Werner, had he known it, might have found further support for his argument in the curious outbreak of speaking with unknown tongues in Edward Irving's church in London, which had taken place in the interval between the publication of Kerner's book and his own, and in the account of the primaeval language given by Dr. Dee.(47)
(47) Chapter i. above. See also the account given by Flournoy ("Des Indes a la planete Mars") of the Martian language constructed by his clairvoyant. Flournoy's results are quoted below, Book IV. chap. vii.
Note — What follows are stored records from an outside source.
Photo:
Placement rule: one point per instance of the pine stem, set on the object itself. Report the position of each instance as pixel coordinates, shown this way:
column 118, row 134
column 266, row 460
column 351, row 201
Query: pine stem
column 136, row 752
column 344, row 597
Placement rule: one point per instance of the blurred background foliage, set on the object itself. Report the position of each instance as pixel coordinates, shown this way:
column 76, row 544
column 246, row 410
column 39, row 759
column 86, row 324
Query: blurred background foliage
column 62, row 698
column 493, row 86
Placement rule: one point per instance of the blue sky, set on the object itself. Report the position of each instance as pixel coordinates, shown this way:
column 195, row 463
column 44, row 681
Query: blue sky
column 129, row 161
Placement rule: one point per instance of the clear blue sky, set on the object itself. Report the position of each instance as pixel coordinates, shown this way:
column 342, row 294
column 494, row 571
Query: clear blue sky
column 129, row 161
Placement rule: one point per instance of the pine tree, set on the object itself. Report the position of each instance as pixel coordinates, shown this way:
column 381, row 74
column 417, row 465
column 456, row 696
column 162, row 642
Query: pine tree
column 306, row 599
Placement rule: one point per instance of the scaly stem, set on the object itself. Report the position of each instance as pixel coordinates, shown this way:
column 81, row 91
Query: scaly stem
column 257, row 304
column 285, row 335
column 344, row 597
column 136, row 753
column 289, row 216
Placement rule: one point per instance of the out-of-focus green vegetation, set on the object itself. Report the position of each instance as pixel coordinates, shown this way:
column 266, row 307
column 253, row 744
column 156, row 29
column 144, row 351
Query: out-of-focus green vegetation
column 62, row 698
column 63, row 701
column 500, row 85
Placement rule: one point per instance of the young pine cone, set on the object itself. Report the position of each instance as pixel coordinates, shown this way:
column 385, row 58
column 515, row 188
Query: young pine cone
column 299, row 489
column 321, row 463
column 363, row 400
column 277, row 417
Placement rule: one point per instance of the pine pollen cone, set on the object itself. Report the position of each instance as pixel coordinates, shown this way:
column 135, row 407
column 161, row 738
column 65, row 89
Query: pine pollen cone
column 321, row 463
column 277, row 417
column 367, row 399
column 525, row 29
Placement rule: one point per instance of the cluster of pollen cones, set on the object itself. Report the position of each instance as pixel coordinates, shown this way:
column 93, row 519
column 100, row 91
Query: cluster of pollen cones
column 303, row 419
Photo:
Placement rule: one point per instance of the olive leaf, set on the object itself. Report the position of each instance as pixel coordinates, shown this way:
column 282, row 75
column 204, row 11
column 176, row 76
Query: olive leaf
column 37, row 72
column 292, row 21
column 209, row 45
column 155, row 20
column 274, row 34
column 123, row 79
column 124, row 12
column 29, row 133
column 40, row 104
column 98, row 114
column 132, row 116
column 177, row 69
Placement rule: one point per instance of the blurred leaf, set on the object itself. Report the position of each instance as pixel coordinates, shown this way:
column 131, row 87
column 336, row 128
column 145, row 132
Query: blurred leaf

It is by the German Magnetists of the first half of the nineteenth century, whose works we have just been considering, that the foundations of the movement of Modern Spiritualism were laid. It is not merely that we find here in miniature all the characteristics of the later belief; it would be easy to demonstrate that it was through the writings of Jung-Stilling, Kerner, and their contemporaries that a path was prepared in this country, and probably also in America, for the coming of the new gospel. It was from this source, after Swedenborg, that the Howitts, Shorter, Mrs. De Morgan, and others of the early English Spiritualists derived most of their philosophy; and it was largely owing to the intermixture of physical phenomena with the revelations of the Seeress of Prevorst that the grosser manifestations of the same kind found afterwards so ready a reception.
Again, all the chief problems of Spiritualism are posed in the records of this time; on the one hand, we find in the observations of men like Wesermann and Van Ghert characteristic examples of apparent thought-transference and clairvoyance; on the other, we find in Frau Hauffe and her kind indications of systematic trickery, often of a puerile character, whose only object appears to have been the satisfaction of a diseased vanity, conjoined with trances and ecstasies apparently genuine, and outpourings, also probably not less genuine, of religious feeling.